This patch generates a pair of XXSPLTI32DX instructions to load 64-bit
scalar or 128-bit vector constants into the vector registers.
I added a new constraint (eD) for constants that can be loaded with
XXSPLTI32DX, but cannot be loaded with the XXSPLTIDP or XXSPLTIW
instructions.
I added a debug switch (-mxxsplti32dx) to control whether this behavior is
on or off.
gcc/
2021-04-08 Michael Meissner <meissner@linux.ibm.com>
* config/rs6000/contraints.md (eD): New constraint.
* config/rs6000/predicates.md (easy_fp_constant): If we can load
the constant with a pair of XXSPLTI32DX instructions, it is easy.

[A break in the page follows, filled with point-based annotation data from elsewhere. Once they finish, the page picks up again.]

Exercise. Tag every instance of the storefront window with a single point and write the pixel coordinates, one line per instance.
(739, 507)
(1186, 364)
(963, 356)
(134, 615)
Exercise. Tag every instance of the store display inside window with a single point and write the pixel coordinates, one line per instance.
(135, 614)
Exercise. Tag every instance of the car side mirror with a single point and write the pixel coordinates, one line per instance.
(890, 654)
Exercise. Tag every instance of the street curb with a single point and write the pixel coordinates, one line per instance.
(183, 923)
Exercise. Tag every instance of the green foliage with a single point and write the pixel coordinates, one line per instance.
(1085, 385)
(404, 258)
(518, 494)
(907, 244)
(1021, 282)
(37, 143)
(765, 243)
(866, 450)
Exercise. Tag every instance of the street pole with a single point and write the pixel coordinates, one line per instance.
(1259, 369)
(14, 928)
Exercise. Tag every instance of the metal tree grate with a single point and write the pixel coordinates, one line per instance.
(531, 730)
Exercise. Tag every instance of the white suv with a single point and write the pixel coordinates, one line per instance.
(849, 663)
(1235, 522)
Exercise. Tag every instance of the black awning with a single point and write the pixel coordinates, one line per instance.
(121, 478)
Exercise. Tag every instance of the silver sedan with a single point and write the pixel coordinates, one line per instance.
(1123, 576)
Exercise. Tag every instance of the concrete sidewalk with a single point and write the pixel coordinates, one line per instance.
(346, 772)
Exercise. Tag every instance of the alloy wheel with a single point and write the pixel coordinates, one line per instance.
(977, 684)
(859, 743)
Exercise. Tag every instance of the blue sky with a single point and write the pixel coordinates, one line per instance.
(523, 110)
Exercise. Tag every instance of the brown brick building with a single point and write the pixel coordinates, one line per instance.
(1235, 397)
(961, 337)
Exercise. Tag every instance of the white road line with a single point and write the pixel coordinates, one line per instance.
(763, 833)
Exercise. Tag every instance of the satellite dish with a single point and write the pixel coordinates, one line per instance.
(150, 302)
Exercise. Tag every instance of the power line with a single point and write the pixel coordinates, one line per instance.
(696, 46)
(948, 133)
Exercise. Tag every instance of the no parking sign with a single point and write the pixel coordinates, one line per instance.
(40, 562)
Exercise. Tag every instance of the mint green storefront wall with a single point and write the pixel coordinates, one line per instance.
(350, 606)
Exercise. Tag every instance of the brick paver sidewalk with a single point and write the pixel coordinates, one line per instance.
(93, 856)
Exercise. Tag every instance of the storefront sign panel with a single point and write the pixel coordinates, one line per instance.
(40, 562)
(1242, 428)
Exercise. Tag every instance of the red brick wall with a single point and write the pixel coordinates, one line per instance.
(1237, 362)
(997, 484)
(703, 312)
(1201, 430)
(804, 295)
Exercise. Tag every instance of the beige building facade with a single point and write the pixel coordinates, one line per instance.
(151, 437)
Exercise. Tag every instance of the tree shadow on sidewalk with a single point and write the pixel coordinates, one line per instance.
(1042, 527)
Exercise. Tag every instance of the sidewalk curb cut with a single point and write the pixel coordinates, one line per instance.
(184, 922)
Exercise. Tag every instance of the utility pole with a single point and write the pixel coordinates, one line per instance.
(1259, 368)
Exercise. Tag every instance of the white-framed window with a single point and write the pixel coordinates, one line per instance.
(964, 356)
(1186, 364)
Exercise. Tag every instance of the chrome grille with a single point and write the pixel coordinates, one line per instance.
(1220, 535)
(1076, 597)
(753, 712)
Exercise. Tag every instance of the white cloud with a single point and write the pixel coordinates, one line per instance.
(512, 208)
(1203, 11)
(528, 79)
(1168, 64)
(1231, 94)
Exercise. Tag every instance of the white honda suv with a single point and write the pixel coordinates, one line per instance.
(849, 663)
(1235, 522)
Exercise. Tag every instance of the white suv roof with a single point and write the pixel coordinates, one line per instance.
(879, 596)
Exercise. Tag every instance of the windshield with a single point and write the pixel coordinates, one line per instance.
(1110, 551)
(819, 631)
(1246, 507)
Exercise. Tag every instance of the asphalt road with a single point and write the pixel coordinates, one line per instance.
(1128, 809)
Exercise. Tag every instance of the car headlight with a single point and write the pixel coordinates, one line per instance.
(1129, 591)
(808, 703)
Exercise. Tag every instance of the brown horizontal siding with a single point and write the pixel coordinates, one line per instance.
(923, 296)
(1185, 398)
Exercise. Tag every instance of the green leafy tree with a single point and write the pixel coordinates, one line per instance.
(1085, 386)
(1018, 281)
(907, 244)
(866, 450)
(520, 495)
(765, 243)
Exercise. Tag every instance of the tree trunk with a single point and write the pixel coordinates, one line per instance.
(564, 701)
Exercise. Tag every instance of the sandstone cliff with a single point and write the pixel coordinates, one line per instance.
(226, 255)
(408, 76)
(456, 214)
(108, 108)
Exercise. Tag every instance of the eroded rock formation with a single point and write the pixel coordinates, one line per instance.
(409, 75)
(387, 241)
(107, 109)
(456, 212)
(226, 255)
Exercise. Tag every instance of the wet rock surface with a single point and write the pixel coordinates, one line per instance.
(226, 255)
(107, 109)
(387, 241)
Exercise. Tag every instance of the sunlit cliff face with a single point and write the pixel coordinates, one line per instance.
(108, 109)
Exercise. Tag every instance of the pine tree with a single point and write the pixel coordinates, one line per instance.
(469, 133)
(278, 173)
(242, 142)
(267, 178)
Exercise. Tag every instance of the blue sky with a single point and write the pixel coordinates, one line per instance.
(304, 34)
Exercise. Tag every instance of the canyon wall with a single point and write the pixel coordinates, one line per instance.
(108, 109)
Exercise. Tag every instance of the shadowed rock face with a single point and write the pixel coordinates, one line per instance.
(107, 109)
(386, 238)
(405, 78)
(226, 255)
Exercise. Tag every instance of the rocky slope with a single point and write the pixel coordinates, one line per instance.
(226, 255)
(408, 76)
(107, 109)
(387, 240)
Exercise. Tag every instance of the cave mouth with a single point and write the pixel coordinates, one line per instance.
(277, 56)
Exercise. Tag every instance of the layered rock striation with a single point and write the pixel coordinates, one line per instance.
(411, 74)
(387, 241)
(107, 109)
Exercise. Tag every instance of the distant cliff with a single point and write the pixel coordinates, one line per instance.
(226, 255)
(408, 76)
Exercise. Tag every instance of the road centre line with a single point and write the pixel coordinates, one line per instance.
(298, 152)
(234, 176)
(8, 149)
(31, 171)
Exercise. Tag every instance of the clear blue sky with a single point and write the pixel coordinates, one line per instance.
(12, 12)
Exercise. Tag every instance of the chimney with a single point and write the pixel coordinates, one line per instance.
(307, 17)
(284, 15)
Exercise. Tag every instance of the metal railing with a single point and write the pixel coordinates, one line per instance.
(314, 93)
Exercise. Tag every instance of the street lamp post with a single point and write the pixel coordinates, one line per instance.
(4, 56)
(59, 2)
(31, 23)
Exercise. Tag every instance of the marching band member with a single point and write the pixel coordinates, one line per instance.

(xxsplti32dx_operand): New predicate.
(easy_vector_constant): If we can load the constant with a pair of
XXSPLTI32DX instructions, it is easy.
* config/rs6000/rs6000-cpus.def (OTHER_POWER10_MASKS): Add
-mxxsplti32dx.
(POWERPC_MASKS): Add -mxxsplti32dx.
* config/rs6000/rs6000-protos.h (xxsplti32dx_constant_p): New
declaration.
* config/rs6000/rs6000.c (rs6000_option_override_internal): Add
-mxxsplti32dx support.
(xxsplti32dx_constant_p): New helper function.
(output_vec_const_move): Split constants that need XXSPLTI32DX.
(rs6000_opt_masks): Add -mxxsplti32dx.
* config/rs6000/rs6000.md (movsf_hardfloat): Add support for
loading constants with XXSPLTI32DX.
(mov<mode>_hardfloat32, FMOVE64 iterator): Add support for loading
constants with XXSPLTI32DX.
(mov<mode>_hardfloat64, FMOVE64 iterator): Add support for loading
constants with XXSPLTI32DX.
* config/rs6000/rs6000.opt (-mxxsplti32dx): New switch.
* config/rs6000/vsx.md (UNSPEC_XXSPLTI32DX_CONST): New unspec.
(vsx_mov<mode>_64bit): Add support for loading constants with
XXSPLTI32DX.
(vsx_mov<mode>_32bit): Add support for loading constants with
XXSPLTI32DX.
(XXSPLTI32DX): New mode iterator.
(xxsplti32dx_<mode>): New insn and splits.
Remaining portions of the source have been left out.